Good Morning, love
It seems that though our usual “plans” may be different… my body is telling me otherwise….and so here I sit at the “usual time” thinking of you. I went back through our many pictures looking for the very first one….and was unsure. I found the ones I took of myself for the stories….but of you and I….I have few. And I wondered why? And then I happened to think…in RL…I take few pictures. It has always been a sad thing for me. I had made a decision not to chronicle my life with pictures. I started to in the beginning….and then things just got too painful….and somewhere deep inside me, I decided that I simply wouldn’t do it. “Good times” never seemed to last long…..it was almost as if you jinxed them by taking pictures. And the few that you did take, had fake smiles and fake happiness portrayed. Any memories I had would be held deep inside, but would never be made for everyone to see, they simply hurt too much.
As I looked for pictures here, I realized it must have been the same in the beginning. I was too afraid. I did not want to have a bunch of pictures of something that was just a silly fantasy….or something that was never meant to be. I was SO afraid that it would be the same and that the pictures would only serve, as always, to remind me of the longing. But the more we walked together the more I came to the conclusion that the longing was gone! For the first time EVER!
As the days went by and the “fog” lifted….I could see this WAS different. This was not going to slip thru my fingers, this WAS real, this did not hurt like the others…I didn’t have to be afraid. And now I have hundreds of pictures. There is seldom a time that we are together that I don’t chronicle it with pictures. I know I do not have to be afraid. I am happy and PROUD to take them.
And so looking back, this is ONE of the first ones I took…two comets blazing……when you came in with these skins and these outfits and when YOU thought to go back here and do what we had wanted to do all along and had been too afraid to let ourselves, I think THAT was the moment. THAT was when I knew it would be ok. You WERE me and I WAS you and we were inseparable. We could not be separated by time or space. Nothing was too big for us. The past, was just that….gone. And the future….well…it always HAS been ours, NO?
[2010/03/01 2:51] El Firecaster: God ***…you are everything I have EVER wanted or needed
Vanish Firecaster smiles softly. So are you, ***.
El Firecaster reaches up to caress his face. Looking at his lips… remembering them… touching them gently …. SO pretty!
Vanish Firecaster: Just think of it.
El Firecaster pulls his shirt up and kisses his abdomen
Vanish Firecaster: We are of the two most rare of the psychological types.
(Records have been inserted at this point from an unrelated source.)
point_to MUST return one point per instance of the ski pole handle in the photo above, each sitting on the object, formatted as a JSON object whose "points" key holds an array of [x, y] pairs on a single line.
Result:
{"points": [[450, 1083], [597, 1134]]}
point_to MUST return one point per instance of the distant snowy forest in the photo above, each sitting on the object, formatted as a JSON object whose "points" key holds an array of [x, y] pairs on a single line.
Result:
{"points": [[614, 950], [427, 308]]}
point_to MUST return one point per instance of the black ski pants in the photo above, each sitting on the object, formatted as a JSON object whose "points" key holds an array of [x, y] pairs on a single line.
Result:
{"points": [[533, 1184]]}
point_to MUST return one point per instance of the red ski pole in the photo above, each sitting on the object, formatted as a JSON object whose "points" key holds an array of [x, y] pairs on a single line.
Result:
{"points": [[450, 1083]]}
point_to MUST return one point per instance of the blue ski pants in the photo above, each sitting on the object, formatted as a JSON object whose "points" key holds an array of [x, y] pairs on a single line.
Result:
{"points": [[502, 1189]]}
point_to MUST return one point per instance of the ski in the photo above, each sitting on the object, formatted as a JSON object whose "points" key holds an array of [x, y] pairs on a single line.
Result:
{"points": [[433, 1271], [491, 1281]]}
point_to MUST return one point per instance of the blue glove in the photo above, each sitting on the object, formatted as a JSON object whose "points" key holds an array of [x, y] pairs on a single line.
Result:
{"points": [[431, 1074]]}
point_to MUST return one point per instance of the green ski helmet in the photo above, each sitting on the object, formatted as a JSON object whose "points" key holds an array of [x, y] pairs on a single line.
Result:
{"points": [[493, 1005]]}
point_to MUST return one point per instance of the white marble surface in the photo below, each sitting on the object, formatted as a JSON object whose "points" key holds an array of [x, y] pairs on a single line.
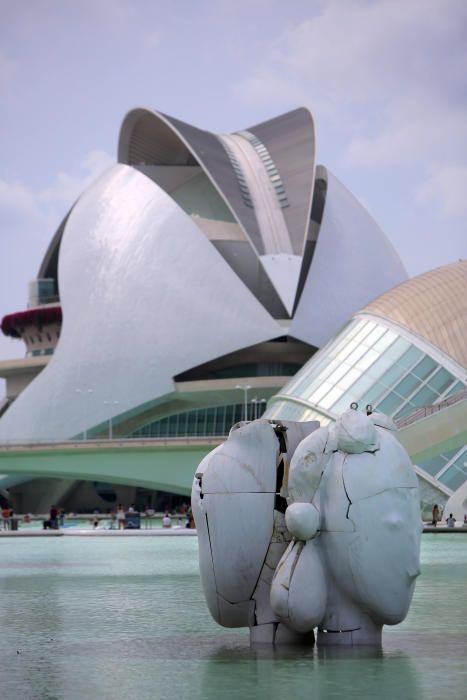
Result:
{"points": [[345, 557]]}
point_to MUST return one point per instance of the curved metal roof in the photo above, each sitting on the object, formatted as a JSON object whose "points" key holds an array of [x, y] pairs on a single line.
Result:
{"points": [[432, 305]]}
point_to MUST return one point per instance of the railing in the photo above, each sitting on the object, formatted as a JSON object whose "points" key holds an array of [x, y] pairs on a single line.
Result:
{"points": [[91, 442], [425, 411]]}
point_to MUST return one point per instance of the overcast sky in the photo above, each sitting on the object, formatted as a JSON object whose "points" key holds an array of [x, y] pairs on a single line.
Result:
{"points": [[386, 81]]}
There’s less than one in a hundred for each of us.
El Firecaster: oh MY! Really?
Vanish Firecaster: Yes.
El Firecaster smiles… we really ARE different!
Vanish Firecaster: I’m so glad I found you.
El Firecaster: Now I know why we could not have met earlier! Can you imagine what our poor kids would have been like…they wouldn’t have had a chance!
Vanish Firecaster laughs. Awwww.
El Firecaster laughs
Vanish Firecaster rocks her gently.
El Firecaster smiles softly. Yes… it feels SO good to be found!
Vanish Firecaster: I’ll never let you go. I know what I found.
El Firecaster: promise?
Vanish Firecaster: I know I’ll never find it again. I won’t let go.
El Firecaster smiles, burying her face in his abdomen, feeling a tear…
El Firecaster: I could not BEAR to be without you, love.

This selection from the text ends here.